1School of Information and Control Engineering, Shenyang Jianzhu University, Shenyang 110168, China 2School of Municipal and Environmental Engineering, Shenyang Jianzhu University, Shenyang 110168, China
Received: March 3, 2022 Accepted: June 14, 2022 Publication Date: October 4, 2022
Copyright The Author(s). This is an open access article distributed under the terms of the Creative Commons Attribution License (CC BY 4.0), which permits unrestricted use, distribution, and reproduction in any medium, provided the original author and source are cited.

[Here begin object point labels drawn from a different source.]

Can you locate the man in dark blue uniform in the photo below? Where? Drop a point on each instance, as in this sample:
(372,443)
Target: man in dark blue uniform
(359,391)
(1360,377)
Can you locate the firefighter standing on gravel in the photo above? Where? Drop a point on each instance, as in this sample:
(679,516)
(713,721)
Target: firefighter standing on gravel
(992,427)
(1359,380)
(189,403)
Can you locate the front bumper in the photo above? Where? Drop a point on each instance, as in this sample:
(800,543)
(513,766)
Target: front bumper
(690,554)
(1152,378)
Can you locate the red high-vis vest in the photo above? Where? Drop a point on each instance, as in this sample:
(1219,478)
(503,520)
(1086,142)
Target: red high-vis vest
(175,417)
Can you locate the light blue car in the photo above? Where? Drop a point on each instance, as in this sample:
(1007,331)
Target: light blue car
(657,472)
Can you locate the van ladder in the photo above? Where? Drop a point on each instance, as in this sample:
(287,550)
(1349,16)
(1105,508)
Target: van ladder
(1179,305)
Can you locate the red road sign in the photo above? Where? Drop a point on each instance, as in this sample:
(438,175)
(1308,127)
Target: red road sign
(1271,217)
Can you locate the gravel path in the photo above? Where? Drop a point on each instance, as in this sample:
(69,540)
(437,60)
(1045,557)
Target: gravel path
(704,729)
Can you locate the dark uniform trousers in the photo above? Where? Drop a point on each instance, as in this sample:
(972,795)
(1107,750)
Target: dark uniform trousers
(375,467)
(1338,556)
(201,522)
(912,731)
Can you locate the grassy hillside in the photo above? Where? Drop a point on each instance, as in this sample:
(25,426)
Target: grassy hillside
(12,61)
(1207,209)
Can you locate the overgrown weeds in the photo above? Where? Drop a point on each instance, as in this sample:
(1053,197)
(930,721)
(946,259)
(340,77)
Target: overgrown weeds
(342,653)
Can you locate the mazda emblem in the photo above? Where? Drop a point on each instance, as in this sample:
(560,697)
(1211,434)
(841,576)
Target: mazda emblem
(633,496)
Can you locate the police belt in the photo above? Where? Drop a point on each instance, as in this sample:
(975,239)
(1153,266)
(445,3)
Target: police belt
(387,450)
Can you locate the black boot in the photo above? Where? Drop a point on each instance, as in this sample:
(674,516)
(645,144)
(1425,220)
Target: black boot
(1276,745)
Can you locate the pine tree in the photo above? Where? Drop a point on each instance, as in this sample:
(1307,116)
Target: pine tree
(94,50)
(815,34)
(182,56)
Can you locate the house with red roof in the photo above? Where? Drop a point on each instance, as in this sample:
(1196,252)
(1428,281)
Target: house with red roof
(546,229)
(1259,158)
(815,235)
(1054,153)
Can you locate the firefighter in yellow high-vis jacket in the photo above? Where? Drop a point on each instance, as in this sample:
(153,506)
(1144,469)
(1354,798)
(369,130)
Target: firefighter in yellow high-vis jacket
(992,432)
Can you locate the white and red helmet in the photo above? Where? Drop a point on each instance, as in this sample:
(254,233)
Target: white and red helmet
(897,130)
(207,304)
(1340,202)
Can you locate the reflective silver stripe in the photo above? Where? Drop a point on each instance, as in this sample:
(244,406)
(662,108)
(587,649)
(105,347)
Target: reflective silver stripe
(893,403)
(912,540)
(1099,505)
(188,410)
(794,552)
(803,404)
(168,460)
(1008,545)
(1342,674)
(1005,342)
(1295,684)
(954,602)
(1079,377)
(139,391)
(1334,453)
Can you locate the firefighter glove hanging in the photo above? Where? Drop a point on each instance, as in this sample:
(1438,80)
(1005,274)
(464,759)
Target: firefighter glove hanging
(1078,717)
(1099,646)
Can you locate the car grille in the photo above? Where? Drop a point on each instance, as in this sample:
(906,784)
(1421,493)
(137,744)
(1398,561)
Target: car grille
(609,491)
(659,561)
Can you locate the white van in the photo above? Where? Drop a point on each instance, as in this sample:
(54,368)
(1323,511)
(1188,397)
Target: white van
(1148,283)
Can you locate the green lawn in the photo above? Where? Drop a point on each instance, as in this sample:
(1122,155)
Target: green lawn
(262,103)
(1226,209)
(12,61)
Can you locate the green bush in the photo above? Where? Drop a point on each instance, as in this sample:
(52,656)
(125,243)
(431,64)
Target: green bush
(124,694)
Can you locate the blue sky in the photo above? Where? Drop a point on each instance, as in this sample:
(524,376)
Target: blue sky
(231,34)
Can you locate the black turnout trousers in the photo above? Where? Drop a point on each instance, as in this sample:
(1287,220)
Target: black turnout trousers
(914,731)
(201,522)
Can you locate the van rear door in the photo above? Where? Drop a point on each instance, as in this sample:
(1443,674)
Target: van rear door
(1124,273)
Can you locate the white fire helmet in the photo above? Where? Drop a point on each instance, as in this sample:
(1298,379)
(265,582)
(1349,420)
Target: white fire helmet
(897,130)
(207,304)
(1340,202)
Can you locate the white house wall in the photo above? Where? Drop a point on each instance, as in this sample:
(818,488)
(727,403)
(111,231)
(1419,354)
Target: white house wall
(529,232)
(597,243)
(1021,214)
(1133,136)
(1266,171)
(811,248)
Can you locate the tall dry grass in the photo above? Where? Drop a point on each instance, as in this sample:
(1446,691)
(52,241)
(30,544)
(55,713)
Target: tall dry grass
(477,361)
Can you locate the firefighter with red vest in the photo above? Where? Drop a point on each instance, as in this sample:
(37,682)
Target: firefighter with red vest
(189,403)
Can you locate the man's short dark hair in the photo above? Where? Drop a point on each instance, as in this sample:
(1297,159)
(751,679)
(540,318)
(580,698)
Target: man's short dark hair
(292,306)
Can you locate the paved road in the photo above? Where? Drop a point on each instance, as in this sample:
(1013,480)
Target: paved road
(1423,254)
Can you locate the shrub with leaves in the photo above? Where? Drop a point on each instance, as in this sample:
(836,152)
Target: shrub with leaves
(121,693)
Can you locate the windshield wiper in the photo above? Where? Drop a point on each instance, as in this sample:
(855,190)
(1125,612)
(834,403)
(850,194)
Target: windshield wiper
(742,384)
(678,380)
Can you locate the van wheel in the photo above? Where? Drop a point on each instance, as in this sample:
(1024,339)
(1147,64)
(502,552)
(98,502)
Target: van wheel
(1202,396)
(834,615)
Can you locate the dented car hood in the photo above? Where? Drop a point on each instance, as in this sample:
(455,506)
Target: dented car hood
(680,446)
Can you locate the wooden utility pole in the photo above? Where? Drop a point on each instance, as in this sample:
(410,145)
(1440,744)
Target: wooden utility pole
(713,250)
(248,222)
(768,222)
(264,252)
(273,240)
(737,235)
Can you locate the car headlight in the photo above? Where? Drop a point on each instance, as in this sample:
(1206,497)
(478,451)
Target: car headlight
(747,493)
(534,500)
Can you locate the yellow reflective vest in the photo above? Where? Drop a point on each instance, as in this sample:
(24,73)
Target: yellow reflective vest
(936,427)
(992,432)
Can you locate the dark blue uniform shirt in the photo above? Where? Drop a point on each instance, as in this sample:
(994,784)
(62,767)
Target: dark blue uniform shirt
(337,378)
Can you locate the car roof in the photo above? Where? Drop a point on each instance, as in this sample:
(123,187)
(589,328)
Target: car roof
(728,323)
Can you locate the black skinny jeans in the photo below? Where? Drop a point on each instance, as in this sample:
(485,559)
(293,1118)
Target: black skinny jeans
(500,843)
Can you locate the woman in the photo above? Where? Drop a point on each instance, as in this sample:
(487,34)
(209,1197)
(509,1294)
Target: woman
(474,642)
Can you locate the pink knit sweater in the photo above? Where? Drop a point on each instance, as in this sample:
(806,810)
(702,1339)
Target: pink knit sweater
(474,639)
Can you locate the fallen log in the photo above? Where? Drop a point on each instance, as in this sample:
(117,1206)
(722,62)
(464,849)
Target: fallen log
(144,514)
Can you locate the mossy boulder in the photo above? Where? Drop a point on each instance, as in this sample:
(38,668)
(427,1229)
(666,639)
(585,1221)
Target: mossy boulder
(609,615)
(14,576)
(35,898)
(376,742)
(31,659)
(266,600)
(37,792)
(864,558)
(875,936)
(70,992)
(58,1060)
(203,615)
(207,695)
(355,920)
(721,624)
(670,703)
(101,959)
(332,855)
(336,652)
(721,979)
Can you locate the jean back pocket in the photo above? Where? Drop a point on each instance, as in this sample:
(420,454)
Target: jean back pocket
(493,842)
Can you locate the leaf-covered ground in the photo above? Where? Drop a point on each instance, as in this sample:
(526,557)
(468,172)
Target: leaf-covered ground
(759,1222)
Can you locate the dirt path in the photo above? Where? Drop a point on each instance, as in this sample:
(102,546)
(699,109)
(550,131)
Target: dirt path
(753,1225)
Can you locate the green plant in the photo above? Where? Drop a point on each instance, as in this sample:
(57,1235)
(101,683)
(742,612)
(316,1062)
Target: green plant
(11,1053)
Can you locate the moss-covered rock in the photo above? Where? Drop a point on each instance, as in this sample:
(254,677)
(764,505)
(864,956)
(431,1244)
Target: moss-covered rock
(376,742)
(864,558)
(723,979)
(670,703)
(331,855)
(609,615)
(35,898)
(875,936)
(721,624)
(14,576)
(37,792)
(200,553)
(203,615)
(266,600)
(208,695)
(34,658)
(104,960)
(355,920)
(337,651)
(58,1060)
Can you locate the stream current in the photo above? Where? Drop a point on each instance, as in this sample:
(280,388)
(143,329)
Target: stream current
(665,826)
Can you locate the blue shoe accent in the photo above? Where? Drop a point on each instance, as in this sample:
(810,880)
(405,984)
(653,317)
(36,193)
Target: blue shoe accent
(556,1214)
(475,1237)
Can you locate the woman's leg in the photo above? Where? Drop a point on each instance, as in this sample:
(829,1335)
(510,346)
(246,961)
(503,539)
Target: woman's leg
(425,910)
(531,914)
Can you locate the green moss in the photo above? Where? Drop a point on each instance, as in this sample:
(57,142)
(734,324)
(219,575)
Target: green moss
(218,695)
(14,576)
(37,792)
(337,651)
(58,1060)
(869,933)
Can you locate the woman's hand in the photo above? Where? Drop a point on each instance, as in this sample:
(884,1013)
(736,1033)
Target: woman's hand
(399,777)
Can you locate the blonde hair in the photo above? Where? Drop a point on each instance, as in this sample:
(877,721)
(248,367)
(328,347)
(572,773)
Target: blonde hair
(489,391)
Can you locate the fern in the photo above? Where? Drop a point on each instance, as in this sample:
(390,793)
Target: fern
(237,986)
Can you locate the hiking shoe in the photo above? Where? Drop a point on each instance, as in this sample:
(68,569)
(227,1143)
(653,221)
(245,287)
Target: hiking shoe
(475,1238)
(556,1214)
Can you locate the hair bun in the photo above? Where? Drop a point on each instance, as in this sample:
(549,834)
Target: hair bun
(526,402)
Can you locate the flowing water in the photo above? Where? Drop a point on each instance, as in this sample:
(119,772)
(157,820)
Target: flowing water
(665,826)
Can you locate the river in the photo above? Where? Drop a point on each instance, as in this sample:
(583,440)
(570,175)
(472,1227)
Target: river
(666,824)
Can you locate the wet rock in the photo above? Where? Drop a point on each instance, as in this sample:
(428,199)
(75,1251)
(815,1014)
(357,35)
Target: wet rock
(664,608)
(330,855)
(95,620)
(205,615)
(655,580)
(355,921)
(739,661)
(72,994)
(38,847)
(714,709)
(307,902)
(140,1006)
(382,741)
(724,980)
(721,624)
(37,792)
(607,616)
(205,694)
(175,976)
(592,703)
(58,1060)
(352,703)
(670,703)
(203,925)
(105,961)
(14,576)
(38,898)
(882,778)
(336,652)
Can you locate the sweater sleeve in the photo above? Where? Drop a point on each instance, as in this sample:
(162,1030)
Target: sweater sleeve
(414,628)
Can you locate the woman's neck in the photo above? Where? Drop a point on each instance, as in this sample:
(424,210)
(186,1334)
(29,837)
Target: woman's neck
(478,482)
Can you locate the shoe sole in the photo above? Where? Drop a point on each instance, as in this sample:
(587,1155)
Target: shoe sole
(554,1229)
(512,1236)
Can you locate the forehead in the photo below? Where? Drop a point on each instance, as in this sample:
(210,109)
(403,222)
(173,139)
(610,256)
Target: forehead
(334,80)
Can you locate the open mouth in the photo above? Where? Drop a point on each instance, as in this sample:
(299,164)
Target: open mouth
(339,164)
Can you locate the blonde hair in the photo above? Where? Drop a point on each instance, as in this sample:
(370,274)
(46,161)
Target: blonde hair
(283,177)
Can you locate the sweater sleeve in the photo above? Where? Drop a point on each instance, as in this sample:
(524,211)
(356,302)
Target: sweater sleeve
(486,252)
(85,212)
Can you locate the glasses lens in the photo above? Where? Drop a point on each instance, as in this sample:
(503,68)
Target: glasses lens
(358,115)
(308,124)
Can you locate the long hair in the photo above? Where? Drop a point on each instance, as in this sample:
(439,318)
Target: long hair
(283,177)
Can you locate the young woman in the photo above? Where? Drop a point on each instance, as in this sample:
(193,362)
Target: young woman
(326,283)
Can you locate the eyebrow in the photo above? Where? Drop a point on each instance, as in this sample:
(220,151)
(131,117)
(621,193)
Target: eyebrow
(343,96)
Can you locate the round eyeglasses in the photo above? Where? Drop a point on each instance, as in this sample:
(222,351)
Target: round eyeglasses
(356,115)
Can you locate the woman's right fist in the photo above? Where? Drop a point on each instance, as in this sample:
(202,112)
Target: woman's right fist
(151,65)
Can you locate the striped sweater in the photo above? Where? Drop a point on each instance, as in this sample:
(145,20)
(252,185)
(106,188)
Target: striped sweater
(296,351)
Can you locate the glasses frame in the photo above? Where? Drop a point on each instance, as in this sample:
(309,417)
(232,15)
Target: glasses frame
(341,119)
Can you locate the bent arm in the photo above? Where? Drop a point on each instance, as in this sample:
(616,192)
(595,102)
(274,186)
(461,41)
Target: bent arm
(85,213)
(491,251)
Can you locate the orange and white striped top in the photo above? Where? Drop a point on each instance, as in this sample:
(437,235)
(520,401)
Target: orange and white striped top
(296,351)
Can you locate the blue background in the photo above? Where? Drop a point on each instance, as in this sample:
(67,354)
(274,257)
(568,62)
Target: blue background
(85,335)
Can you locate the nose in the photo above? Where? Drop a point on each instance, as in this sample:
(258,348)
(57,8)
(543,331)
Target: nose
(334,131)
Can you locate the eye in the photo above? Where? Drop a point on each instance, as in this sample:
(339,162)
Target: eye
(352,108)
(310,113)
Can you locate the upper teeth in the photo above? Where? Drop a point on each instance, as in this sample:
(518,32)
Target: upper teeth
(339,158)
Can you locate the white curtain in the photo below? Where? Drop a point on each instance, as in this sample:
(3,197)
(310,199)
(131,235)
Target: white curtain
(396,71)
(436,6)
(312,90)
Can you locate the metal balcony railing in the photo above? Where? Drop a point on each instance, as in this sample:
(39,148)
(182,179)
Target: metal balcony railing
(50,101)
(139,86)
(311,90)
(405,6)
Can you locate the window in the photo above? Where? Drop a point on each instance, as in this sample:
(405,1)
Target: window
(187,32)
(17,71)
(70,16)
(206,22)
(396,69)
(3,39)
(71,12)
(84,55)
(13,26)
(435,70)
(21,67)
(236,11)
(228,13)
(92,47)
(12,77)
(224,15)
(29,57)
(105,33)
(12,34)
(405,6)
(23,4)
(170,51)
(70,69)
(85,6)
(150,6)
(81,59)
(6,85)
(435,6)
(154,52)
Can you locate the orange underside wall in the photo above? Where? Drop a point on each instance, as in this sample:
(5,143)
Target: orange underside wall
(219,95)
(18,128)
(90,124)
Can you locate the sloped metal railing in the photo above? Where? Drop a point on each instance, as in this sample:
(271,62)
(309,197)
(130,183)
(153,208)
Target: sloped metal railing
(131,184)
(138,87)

This paper proposes an abnormal behavior detection using visual monitoring in rehabilitation center. The proposed method solves the problems of inaccurate and delayed detection of abnormal behavior in traditional algorithms, and provides necessary technical support for medical staff to quickly deal with patient abnormal behaviors. Firstly, the deep neural network model is adopted to detect the patient feature nodes and skeleton in the images. Then, the vector representing the position and direction of the patient limb in each frame is extracted. Finally, the angle between the trunk, legs and the ground during the fall, the aspect ratio of the body frame and the irregular motion of the wrist and ankle joins are used as discriminant features to determine the occurrence of patient fall and twitch. The experimental results show that the detection accuracy of the proposed method is 96%, and the detection speed in the real medical rehabilitation center is 25 f/s. The proposed method can monitor the patient behavior characteristics in the elderly rehabilitation center in real time, and issue an alarm timely in the case of accidental falls and twitch. Meanwhile, this paper provides a more accurate and convenient computer-aided nursing method for medical staff to monitor patient abnormal behaviors.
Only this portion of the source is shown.